The past 17 years were an era of blazing passion and dazzling achievements. Take the Double 11 (Nov 11) Shopping festival for example. In 2010, the combined sales on Tmall and Taobao reached 936 million yuan, 18 times the figure from its inception in 2009. By 2012, sales hit 19.1 billion yuan, making it the world's largest shopping day. And this year, the 618 overall data was more than 200 times bigger than that initial Double 11.

However, Baidu Index shows interest in the festivals began declining in 2019, with Double 11 search volumes falling back to 2013 levels in recent years. Having played a pivotal role in disrupting traditional retail, the question of whether e-commerce festivals are past their prime and what that means for the industry has become a crucial subject for discussions.
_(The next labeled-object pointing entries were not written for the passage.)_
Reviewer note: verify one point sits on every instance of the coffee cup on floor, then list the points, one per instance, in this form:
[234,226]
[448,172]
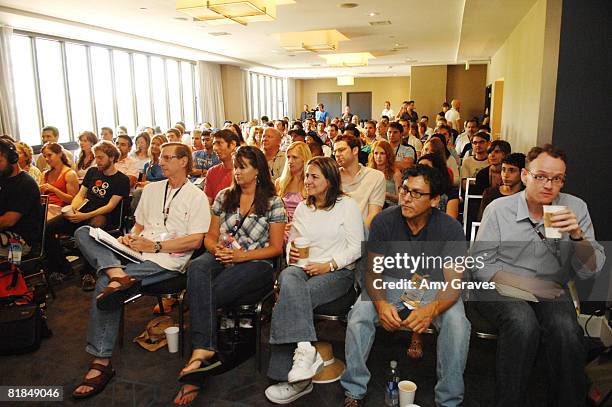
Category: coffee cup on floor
[549,231]
[67,210]
[407,390]
[303,246]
As a microcosm of industry evolution, the gradual quieting of e-commerce festivals reflects a journey of transformative development. For instance, 2016 is considered the first year of livestreaming e-commerce. In March that year, Mogujie, an e-commerce platform meant primarily for female consumers, pioneered integrating livestreaming into e-commerce sales. Taobao Live was launched a month later, sparking rapid growth in the sector, with platforms and users multiplying.

The pulse-like consumption frenzy of annual mega-sales began dissolving in the livestreaming era. Influencers could now trigger concentrated spending bursts — smaller, distributed pulses occurring daily — slowly reshaping consumption habits. Many consumers shifted to finding desired products in the livestream rooms of their favorite top influencers.

More importantly, consumer values shifted, from chasing rock-bottom prices toward prioritizing quality and individuality. For years, both 618 and Double 11 relied on hype to fuel impulse buying. The latest e-commerce festivals, however, show consumers have developed immunity to slogans such as "lowest price online". Instead, quality-to-price ratio has become the new trend. The unsustainable model of "slashing prices to chase volume", which exhausted consumers, merchants and platforms alike, faded as traffic wars for attention receded.

Under complex discount mechanisms centered on "spend X, save Y", past festivals felt like a headache-inducing math puzzle for consumers. Simplified rules, especially across-the-board "direct discount per item" offers from last Double 11 to this 618, mean shoppers no longer waste hours calculating deals, buying unnecessary items just to hit thresholds.

Beyond simplified rules lies a deeper shift in platform competition logic. Leveraging traffic and price to drive transactions is losing potency; shopping experience is now paramount. Xiaohongshu's (Red-Note) Friendly Market embodies a "browse-and-buy logic" blending community and e-commerce, allowing users to discover and purchase goods organically, much like browsing a physical market.

Furthermore, e-commerce is increasingly focusing on the new frontier: lower-tier markets. Data show rural consumers, especially the young, exhibit higher confidence than their urban counterparts. Among relatively affluent rural Gen Z, optimism about economic prospects is 88 percent. Last year, rural incomes grew 6.6 percent year-on-year, outpacing the urban income growth of 4.6 percent. This shift is reflected in the festival trends. Where major brands once targeted their promotions especially to tier-one/two cities, they are now rapidly expanding into counties and villages, new territories for growth.

Having fulfilled their mission of popularizing online shopping, e-commerce festivals seem to have lost their original raison d'être. This also signifies the end of the era of extensive growth. As the clamor fades, what remains is a more mature, rational consumption pattern. With long-term considerations surpassing gross merchandise volume as the core value of e-commerce, the festivals may no longer be noisy — much like how people complain that Chinese New Year lacks the festive spirit of the "old days" — but for consumers, every day is now a shopping festival.

 

Zhou Shuchun

The author is chief researcher at the China Watch Institute, China Daily.